1. Article 13: the Copyright Filters. All but the smallest platforms will have to defensively adopt copyright filters that examine everything you post and censor anything judged to be a copyright infringement.
  1. Article 11: Linking to the news using more than one word from the article is prohibited unless you’re using a service that bought a license from the news site you want to link to. News sites can charge anything they want for the right to quote them or refuse to sell altogether, effectively giving them the right to choose who can criticise them. Member states are permitted, but not required, to create exceptions and limitations to reduce the harm done by this new right.
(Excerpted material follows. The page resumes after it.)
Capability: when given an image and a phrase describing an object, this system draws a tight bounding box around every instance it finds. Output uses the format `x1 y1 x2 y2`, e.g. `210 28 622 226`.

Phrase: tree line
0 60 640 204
  2. Article 12a: No posting your own photos or videos of sports matches. Only the “organisers” of sports matches will have the right to publicly post any kind of record of the match. No posting your selfies, or short videos of exciting plays. You are the audience, your job is to sit where you’re told, passively watch the game and go home.

Music Week pointed out that Article 13 is particularly problematic for artists:

While the Copyright Directive covers a raft of digital issues, a sticking point within the music industry had been the adoption of Article 13 which seeks to put the responsibility on online platforms to police copyright in advance of posting user generated content on their services, either by restricting posts or by obtaining full licenses for copyrighted material.
The proof of the pudding, as The Verge points out, will be in the interpretation and implementation by EU member states:

However, those backing these provisions say the arguments above are the result of scaremongering by big US tech companies, eager to keep control of the web’s biggest platforms. They point to existing laws and amendments to the directive as proof it won’t be abused in this way. These include exemptions for sites like GitHub and Wikipedia from Article 13, and exceptions to the “link tax” that allow for the sharing of mere hyperlinks and “individual words” describing articles without constraint.

I can't help but think this is a ham-fisted way of dealing with a non-problem. As Doctorow also states, part of the issue here is the assumption that competition in a free market is at the core of creativity. I'd argue that's untrue, that culture is built by respectfully appropriating and building on the work of others. These proposals, as they currently stand (and as I currently understand them) actively undermine internet culture.